The U.S. ambassador to the United Nations, Susan Rice, the one who held her right hand aloft to cast the veto, claimed her action did not signal a change in U.S. policy.

"As the United States has said on many, many occasions for many years, we reject in the strongest terms the legitimacy of continued Israeli settlement activity," she told reporters on Friday night in a telephone briefing with reporters. "We view Israeli settlement activity in territories that were occupied in 1967 as undermining Israel's security, its democracy, and hopes for peace and stability in the region."

"The U.S. and other Council members are in full agreement on that, but also in full agreement about the urgent need to resolve the conflict between Israel and the Palestinians, more urgent than ever, given recent developments in the region," Rice added. "And that resolution needs to be based on a two-state solution and an agreement between the two parties that establishes the viable, independent, and contiguous state of Palestine, once and for all."

Her argument was that the settlements issue was a key one and a resolution of the issue could not be imposed but had to be reached by agreement between the two parties.

At the end of the voting session in the council's chamber on Friday, this month's rotating Council president, Brazilian UN Ambassador Maria Luiza Rebeiro, agreed the settlements were a key issue but felt adoption of the resolution would have sent word that more construction threatened peace in the region.

She said Israel halting construction would not be a concession to the Palestinians because international law forbids such construction, something with which most members of the panel appeared to agree.

Israelian UN Ambassador Meron Reuben insisted the settlements issue has to be negotiated.

The United States tried to head off the resolution by proposing to the Palestinian Authority a statement read out by the president of the council but which does not carry the weigh of international law as does a resolution and to get the diplomatic Middle East Quartet of Russia, the United States, the United Nations and the European Union to issue a statement on the controversy.

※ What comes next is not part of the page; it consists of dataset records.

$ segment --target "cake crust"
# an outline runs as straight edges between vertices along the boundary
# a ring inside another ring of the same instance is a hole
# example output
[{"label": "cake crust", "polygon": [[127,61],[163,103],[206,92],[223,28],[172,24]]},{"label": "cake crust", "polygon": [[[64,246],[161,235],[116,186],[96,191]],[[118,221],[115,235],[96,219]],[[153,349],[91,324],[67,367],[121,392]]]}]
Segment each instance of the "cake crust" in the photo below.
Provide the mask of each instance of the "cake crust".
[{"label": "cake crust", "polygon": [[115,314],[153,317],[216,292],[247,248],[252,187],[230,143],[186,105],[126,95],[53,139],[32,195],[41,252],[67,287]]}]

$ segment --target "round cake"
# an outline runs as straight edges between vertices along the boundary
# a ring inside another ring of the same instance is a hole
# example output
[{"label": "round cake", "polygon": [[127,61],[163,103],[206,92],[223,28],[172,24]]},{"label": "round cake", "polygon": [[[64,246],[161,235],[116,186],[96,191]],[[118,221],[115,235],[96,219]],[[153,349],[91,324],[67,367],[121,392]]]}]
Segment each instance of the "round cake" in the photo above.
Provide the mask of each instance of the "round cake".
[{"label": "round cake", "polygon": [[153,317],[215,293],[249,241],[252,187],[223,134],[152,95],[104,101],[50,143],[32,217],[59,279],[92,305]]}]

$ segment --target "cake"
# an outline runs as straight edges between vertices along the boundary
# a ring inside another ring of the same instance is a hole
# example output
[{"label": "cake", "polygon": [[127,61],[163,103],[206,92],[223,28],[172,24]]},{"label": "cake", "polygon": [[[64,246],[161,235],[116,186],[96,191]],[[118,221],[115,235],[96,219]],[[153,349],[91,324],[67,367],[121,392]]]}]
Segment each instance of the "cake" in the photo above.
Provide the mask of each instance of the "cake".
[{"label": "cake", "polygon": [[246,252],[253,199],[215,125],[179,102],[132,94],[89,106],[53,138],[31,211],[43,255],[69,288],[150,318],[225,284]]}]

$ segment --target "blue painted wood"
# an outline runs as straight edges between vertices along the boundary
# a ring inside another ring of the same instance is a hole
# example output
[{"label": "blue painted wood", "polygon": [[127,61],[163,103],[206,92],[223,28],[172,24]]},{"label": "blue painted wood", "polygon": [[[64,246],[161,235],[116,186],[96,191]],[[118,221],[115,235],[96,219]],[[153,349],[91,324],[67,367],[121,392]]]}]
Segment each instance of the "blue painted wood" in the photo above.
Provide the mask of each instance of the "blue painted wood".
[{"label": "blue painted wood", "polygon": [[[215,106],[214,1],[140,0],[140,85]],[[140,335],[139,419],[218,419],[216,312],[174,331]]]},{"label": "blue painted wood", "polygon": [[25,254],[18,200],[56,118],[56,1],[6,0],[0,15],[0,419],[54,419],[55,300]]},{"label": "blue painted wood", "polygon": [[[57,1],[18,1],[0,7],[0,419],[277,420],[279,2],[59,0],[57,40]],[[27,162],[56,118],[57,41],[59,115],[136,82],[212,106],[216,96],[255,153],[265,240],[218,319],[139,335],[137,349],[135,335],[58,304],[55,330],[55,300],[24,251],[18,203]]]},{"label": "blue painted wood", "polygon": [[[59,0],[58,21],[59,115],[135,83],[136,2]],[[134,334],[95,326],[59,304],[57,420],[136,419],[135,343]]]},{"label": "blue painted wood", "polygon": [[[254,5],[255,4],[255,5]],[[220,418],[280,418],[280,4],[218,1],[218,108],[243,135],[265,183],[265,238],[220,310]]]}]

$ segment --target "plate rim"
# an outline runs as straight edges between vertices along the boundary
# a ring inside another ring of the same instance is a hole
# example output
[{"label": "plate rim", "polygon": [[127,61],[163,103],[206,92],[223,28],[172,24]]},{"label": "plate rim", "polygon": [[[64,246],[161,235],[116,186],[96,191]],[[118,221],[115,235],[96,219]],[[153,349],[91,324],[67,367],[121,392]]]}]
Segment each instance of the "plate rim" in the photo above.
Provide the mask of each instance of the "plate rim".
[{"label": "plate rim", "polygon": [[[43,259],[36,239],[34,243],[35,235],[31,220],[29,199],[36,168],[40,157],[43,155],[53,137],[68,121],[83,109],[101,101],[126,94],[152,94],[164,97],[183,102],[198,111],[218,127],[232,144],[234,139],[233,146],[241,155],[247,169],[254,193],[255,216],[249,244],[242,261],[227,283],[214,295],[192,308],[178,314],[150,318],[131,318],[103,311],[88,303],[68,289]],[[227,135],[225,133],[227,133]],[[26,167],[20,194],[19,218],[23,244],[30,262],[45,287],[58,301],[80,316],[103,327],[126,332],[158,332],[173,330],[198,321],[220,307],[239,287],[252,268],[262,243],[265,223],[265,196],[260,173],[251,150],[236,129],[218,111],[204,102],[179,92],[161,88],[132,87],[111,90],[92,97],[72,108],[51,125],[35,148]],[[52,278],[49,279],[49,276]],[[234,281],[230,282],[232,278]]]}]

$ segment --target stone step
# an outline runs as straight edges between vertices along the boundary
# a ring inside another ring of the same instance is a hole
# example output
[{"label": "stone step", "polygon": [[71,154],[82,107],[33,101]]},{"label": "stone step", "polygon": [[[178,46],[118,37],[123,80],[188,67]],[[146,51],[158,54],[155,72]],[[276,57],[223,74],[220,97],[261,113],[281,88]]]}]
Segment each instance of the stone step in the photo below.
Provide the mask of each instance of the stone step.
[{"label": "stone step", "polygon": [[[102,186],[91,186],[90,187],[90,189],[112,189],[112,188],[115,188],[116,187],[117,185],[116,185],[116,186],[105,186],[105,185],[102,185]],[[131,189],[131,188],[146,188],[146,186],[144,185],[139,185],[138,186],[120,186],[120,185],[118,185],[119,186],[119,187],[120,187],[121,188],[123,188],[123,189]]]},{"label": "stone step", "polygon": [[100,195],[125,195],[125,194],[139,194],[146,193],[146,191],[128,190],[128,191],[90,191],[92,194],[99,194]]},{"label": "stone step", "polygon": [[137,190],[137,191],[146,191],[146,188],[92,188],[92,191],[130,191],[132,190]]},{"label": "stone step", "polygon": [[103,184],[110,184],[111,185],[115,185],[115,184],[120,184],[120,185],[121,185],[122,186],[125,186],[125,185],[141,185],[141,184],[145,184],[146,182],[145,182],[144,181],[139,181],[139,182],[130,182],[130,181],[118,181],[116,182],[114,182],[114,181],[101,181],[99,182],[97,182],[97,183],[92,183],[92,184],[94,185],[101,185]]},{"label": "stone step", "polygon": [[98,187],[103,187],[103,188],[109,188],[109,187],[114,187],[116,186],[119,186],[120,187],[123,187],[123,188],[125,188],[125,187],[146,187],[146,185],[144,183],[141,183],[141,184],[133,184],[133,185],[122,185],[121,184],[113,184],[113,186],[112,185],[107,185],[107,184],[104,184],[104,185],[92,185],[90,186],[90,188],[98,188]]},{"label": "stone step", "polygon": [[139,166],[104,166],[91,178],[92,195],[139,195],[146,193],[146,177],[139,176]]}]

So what about the offers now?

"We view these as a very important proposal and offer that would have taken the process forward," Rice said in the post-vote briefing. "It had the unanimous support of the Security Council. And the fact that they were not accepted is unfortunate and was a choice that was not made by the United States. So the viability of the package and its individual components needs to be reassessed not only by us, but by members of the Council and the parties themselves in light of its lack of traction to date."